Edit: Here is the thread where i found this https://forums.gentoo.org/viewtopic.php?t=129866&highlight=framebuffer+nvidia

For me everything is fine now.

I hope this helps.

greetings, 

rc

----------

## spiralvoice

 *rc wrote:*   

> For me everything is fine now.

 

Here, too. Many thanks!

[EDIT]I filed a bug report to include this information in the ebuild file:

https://bugs.gentoo.org/show_bug.cgi?id=54523[/EDIT]

- spiralvoice

----------

## Isaiah

 *spiralvoice wrote:*   

> Here, too. Many thanks!

 

Ditto dat - worked like a champ  :Cool: 

----------

## srettub

This has been happening to me for months and this fix did not work for me.

----------

## den_RDC

I had this problem too for a loooooooong time (and my Quadro has no tvout, so setting it to ignore didn't help either). But a few months ago i found a solution. It's called vesa-tng  :Smile: . Try to enble it in your kernel. It seems to "do something" that get's rid of this problem  :Smile: 

----------

## srettub

Hmm, I had it enabled already, so that's not the problem.  My video card (geforce 4 mx 440)also doesn't have TV out so that can't be causing the problem (though I do have that line in my xorg.conf), and I used to be able to use an old nvidia driver until I updated to a kernel that was incompatable.

----------

## gun26

I use vesa-tng and the nvidia-kernel here too, and my framebuffer consoles restore perfectly when I Ctrl-Alt-Fkey to another console while running X, and also when I quit X altogether.

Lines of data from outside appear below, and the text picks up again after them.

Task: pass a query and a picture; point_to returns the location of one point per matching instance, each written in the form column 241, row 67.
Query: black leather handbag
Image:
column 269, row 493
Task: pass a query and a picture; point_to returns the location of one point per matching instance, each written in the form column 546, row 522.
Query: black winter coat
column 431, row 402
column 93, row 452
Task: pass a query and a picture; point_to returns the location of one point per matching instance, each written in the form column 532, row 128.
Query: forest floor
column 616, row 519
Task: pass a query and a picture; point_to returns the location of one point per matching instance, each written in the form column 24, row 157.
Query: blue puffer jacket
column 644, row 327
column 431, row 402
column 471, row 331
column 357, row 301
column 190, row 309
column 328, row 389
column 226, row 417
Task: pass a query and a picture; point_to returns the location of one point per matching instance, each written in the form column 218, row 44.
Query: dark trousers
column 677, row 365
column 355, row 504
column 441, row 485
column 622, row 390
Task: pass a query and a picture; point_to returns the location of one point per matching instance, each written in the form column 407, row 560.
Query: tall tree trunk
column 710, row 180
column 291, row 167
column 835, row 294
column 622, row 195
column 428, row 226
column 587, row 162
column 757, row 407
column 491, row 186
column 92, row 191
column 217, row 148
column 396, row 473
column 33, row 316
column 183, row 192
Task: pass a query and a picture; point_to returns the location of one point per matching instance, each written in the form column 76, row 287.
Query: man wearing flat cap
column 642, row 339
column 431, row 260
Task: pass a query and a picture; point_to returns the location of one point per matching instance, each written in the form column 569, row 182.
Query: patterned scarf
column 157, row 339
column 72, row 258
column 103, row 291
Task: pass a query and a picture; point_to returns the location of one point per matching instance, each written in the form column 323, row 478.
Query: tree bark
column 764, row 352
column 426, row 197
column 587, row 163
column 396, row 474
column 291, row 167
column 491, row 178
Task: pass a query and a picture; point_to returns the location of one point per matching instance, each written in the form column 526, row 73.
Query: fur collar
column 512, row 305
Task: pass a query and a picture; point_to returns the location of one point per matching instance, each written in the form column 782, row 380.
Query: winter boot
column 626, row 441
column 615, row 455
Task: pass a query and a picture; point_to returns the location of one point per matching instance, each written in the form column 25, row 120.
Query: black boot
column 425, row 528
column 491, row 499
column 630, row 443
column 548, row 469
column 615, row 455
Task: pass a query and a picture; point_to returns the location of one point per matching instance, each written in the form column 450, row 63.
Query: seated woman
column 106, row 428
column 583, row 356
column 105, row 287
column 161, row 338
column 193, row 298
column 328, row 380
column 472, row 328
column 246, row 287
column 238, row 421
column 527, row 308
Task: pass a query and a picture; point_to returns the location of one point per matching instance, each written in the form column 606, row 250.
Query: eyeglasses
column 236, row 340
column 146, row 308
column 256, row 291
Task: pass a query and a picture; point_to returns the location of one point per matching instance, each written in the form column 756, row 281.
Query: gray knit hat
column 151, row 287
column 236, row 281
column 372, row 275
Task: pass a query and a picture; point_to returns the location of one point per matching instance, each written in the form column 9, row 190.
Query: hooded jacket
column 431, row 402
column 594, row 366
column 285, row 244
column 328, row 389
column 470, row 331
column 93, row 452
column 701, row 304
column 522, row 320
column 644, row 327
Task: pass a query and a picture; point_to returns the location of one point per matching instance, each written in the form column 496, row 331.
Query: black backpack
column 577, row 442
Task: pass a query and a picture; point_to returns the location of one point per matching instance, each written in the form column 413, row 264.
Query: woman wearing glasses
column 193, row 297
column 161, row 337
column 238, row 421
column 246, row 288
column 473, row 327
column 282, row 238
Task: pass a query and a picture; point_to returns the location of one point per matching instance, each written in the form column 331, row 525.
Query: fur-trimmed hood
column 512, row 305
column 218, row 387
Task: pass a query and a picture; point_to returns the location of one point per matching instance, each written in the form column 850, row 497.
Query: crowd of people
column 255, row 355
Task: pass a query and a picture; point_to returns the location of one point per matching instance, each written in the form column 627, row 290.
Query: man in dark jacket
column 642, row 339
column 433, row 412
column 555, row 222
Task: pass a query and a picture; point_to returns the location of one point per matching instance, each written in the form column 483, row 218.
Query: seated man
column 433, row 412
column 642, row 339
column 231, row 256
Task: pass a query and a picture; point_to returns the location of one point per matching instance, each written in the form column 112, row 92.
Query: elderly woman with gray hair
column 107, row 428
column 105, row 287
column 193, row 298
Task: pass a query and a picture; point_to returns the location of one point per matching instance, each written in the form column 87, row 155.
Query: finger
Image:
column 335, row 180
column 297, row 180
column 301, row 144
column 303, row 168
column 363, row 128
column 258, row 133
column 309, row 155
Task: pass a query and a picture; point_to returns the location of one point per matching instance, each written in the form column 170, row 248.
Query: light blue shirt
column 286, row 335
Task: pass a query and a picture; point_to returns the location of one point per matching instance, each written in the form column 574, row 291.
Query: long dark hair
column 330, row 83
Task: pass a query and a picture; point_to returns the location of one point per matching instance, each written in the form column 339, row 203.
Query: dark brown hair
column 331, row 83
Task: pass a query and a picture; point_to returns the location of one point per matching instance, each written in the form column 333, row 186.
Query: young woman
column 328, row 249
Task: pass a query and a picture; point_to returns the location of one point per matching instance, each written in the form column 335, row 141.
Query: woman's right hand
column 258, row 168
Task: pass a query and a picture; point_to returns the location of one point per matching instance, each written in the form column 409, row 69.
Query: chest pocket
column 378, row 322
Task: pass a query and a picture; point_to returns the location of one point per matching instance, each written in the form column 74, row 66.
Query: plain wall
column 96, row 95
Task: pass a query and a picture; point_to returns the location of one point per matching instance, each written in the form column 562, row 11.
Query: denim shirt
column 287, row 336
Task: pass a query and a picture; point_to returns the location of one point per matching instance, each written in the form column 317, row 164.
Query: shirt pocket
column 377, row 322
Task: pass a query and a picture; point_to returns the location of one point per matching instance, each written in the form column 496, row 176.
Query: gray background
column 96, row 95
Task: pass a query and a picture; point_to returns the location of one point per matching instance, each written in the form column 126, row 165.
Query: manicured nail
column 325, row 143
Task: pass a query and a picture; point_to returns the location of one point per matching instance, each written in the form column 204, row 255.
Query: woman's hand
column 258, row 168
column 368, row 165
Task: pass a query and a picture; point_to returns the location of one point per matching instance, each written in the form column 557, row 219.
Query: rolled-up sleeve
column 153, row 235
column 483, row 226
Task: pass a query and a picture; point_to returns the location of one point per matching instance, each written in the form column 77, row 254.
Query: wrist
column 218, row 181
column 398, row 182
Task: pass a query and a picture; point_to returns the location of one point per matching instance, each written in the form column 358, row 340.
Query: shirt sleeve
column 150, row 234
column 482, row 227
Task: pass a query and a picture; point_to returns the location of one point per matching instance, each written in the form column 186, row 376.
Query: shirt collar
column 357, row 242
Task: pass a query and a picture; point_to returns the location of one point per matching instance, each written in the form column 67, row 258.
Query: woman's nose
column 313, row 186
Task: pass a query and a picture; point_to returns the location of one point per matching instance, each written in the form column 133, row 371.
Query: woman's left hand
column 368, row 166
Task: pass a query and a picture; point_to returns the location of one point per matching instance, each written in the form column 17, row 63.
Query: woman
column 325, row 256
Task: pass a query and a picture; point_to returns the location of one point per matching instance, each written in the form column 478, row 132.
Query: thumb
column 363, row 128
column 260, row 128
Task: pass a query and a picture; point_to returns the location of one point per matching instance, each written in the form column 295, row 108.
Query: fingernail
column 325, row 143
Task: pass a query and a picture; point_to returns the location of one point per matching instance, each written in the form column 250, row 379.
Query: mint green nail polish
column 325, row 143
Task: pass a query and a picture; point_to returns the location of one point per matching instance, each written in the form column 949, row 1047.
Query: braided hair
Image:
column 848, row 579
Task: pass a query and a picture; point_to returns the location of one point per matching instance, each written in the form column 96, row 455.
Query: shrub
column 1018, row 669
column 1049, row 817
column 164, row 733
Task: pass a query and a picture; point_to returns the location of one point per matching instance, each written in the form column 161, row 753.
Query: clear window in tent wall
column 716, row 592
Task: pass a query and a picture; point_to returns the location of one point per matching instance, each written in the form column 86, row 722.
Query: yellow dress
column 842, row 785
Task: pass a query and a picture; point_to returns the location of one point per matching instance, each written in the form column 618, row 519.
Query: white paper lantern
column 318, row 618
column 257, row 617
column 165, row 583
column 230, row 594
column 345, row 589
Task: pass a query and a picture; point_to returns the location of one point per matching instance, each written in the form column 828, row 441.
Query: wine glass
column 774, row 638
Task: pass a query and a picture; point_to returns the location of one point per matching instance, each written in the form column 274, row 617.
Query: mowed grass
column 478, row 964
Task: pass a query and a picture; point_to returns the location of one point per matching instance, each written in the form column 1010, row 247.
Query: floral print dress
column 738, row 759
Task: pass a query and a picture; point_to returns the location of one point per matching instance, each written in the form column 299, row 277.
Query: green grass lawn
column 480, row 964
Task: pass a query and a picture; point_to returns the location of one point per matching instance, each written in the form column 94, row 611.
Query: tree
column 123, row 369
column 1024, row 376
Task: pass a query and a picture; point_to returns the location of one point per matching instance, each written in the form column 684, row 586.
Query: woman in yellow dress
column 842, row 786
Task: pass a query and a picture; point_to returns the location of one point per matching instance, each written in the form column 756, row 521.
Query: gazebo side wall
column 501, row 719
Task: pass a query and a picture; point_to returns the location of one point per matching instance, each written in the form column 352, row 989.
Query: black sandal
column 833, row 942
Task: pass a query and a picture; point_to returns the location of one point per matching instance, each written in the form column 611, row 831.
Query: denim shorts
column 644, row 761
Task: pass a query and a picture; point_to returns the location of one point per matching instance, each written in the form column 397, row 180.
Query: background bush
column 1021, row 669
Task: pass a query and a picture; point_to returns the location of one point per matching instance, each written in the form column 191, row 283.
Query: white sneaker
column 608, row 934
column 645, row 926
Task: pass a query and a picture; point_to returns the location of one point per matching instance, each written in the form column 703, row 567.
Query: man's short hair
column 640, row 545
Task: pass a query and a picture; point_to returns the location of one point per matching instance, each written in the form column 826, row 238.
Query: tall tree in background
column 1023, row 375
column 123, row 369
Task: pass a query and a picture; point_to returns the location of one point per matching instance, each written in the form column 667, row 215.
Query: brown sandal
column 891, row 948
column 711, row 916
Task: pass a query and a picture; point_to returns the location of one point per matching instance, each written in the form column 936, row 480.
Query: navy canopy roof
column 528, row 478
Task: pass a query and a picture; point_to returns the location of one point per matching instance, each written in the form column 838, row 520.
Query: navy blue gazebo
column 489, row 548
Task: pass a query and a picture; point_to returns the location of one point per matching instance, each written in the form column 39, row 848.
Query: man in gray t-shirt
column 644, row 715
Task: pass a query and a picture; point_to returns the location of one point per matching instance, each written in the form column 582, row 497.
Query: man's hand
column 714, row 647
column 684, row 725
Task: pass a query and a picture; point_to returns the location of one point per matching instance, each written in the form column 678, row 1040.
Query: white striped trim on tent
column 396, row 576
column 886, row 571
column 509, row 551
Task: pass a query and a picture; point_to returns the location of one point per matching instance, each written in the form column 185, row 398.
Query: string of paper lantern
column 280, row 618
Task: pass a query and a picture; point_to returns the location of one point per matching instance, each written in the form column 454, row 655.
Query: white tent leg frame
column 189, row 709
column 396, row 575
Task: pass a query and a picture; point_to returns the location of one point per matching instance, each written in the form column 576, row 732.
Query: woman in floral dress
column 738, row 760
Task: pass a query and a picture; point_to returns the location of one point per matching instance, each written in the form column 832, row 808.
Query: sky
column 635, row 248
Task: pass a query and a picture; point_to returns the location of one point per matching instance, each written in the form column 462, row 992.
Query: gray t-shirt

One thing I do that may help facilitate this is that I use the same resolution and refresh rate in my consoles and in X. Anyone using vesa-tng who still suffers from messed up console framebuffers with nvidia-kernel might give that a try if they're not doing it already.

----------

## Illissius

Geh. I use vesa-tng as well, and it refuses to set the consoles to anything above 800x600, to match the 1024x768 of X. So I'm doubly screwed.

----------